Proj 1: Approximation with RBFs
A classic function approximation scheme used for interpolating data at scattered points involves the use of a radial basis function (RBF), typically denoted by $\phi$. For a function $f : \mathbb{R}^d \rightarrow \mathbb{R}$, we approximate $f$ by
$$s(x) = \sum_{i=1}^n \phi(\|x-x_i\|_2) c_i$$
where the points $\{x_i\}_{i=1}^n$ are known as centers – we will assume for the purpose of this assignment that these are all distinct. We sometimes write this more concisely as
$$s(x) = \Phi_{xX} c$$
where $\Phi_{xX}$ is a row vector with entries $(\Phi_{xX})_j = \phi(\|x-x_i\|_2)$.

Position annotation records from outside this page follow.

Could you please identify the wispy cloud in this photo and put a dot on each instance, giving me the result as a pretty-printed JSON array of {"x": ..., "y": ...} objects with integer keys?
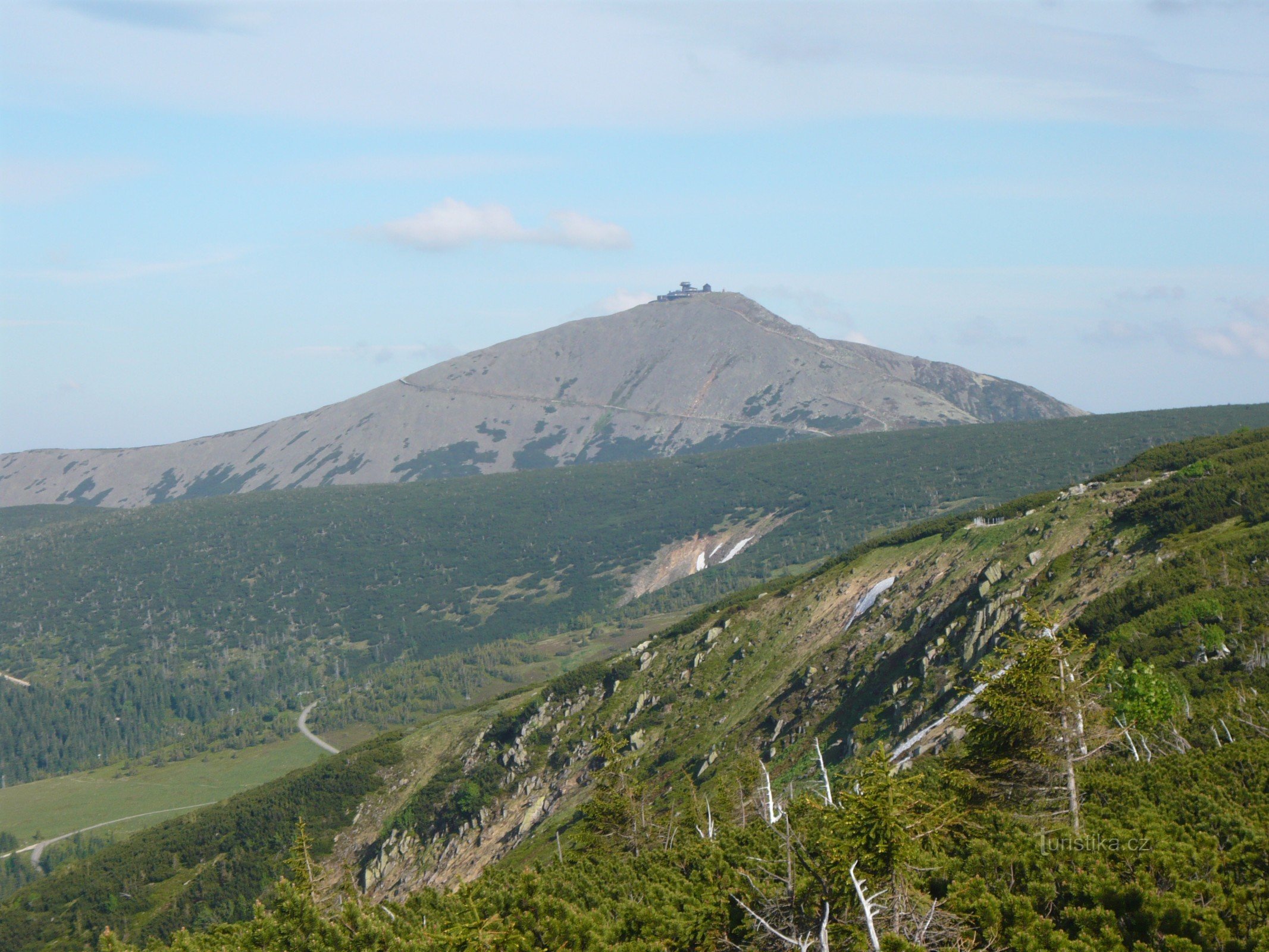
[
  {"x": 623, "y": 300},
  {"x": 814, "y": 306},
  {"x": 377, "y": 353},
  {"x": 405, "y": 168},
  {"x": 188, "y": 15},
  {"x": 127, "y": 271},
  {"x": 1246, "y": 336},
  {"x": 37, "y": 322},
  {"x": 47, "y": 181},
  {"x": 451, "y": 224},
  {"x": 1157, "y": 293},
  {"x": 986, "y": 331}
]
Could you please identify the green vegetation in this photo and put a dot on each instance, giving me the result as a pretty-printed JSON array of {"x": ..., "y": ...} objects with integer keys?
[
  {"x": 62, "y": 804},
  {"x": 199, "y": 622},
  {"x": 1110, "y": 791},
  {"x": 201, "y": 869}
]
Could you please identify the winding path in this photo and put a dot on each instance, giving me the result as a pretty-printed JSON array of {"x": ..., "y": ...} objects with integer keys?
[
  {"x": 314, "y": 738},
  {"x": 37, "y": 850}
]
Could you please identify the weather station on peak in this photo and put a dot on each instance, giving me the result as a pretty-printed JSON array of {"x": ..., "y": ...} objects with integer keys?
[{"x": 685, "y": 290}]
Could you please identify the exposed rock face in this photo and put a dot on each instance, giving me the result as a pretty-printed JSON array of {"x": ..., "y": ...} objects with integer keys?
[{"x": 706, "y": 372}]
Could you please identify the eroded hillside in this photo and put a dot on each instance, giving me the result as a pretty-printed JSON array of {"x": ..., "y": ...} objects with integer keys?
[{"x": 760, "y": 681}]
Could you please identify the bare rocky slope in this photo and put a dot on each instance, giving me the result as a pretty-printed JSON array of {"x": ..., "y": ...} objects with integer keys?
[{"x": 706, "y": 372}]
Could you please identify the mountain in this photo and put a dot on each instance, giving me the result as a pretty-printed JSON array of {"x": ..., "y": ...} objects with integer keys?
[
  {"x": 704, "y": 372},
  {"x": 669, "y": 797},
  {"x": 208, "y": 616}
]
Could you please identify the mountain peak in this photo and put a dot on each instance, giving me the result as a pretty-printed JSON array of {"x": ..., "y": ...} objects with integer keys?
[{"x": 694, "y": 371}]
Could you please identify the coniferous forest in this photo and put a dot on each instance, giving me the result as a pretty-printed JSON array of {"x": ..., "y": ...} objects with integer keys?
[
  {"x": 1071, "y": 752},
  {"x": 195, "y": 624}
]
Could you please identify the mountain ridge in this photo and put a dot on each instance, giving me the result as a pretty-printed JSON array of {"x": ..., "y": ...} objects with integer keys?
[{"x": 709, "y": 372}]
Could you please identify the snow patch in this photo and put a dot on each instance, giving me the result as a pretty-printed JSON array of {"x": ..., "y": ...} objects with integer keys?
[{"x": 869, "y": 601}]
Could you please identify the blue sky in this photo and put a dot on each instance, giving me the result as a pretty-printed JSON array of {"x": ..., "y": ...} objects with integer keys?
[{"x": 217, "y": 214}]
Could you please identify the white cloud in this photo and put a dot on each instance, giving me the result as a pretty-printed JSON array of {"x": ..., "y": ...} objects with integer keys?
[
  {"x": 377, "y": 353},
  {"x": 1157, "y": 293},
  {"x": 823, "y": 312},
  {"x": 1246, "y": 336},
  {"x": 36, "y": 322},
  {"x": 622, "y": 300},
  {"x": 452, "y": 224},
  {"x": 192, "y": 15},
  {"x": 127, "y": 271},
  {"x": 651, "y": 65},
  {"x": 49, "y": 181},
  {"x": 404, "y": 168}
]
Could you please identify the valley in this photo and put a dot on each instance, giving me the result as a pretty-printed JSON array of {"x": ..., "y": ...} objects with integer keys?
[
  {"x": 707, "y": 372},
  {"x": 197, "y": 625},
  {"x": 681, "y": 757}
]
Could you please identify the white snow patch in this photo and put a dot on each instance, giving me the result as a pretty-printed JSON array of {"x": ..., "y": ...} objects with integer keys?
[
  {"x": 960, "y": 706},
  {"x": 869, "y": 601}
]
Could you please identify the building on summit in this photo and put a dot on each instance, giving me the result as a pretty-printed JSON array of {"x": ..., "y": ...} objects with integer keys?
[{"x": 685, "y": 290}]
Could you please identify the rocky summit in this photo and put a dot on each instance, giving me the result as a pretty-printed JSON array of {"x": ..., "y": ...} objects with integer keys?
[{"x": 706, "y": 371}]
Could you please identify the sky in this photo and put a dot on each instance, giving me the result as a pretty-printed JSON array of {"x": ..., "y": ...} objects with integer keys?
[{"x": 217, "y": 214}]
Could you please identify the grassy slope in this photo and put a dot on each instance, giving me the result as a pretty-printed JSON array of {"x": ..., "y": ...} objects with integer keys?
[
  {"x": 782, "y": 673},
  {"x": 61, "y": 804},
  {"x": 784, "y": 658},
  {"x": 243, "y": 601}
]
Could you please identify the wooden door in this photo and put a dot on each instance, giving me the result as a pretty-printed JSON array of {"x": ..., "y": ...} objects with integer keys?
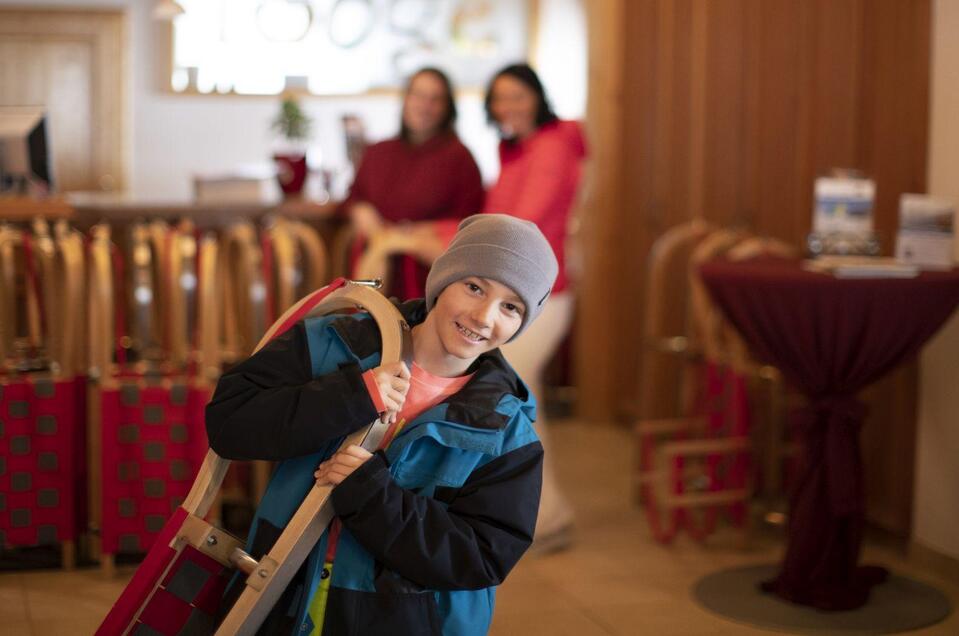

The coefficient vector $c$ may be chosen by interpolating at the centers; that is, we write $s(x_i) = f(x_i),$ or more compactly
$$\Phi_{XX} c = f_X$$
where $\Phi_{XX} \in \mathbb{R}^{n \times n}$ is the matrix with entries $(\Phi_{XX})_{ij} = \phi(\|x_i-x_j\|)$ and $f_X \in \mathbb{R}^n$ is the vector with entries $(f_X)_i = f(x_i)$. When $\phi$ is a positive definite RBF, the matrix $\Phi_{XX}$ is guaranteed to be positive definite.
There are many reasons to like RBF approximations. There is a great deal of theory associated with them, both from a classic approximation theory perspective and from a statistics perspective (where $\phi$ is associated with the covariance of a Gaussian process). But for this project, we also like RBF approximations because they naturally give rise to many different types of numerical linear algebra problems associated with solving linear systems! We will explore some of these in the current project.
Logistics
You should complete tasks 1 and 2 by Friday, Feb 17; tasks 3-5 are due by Friday, Feb 24.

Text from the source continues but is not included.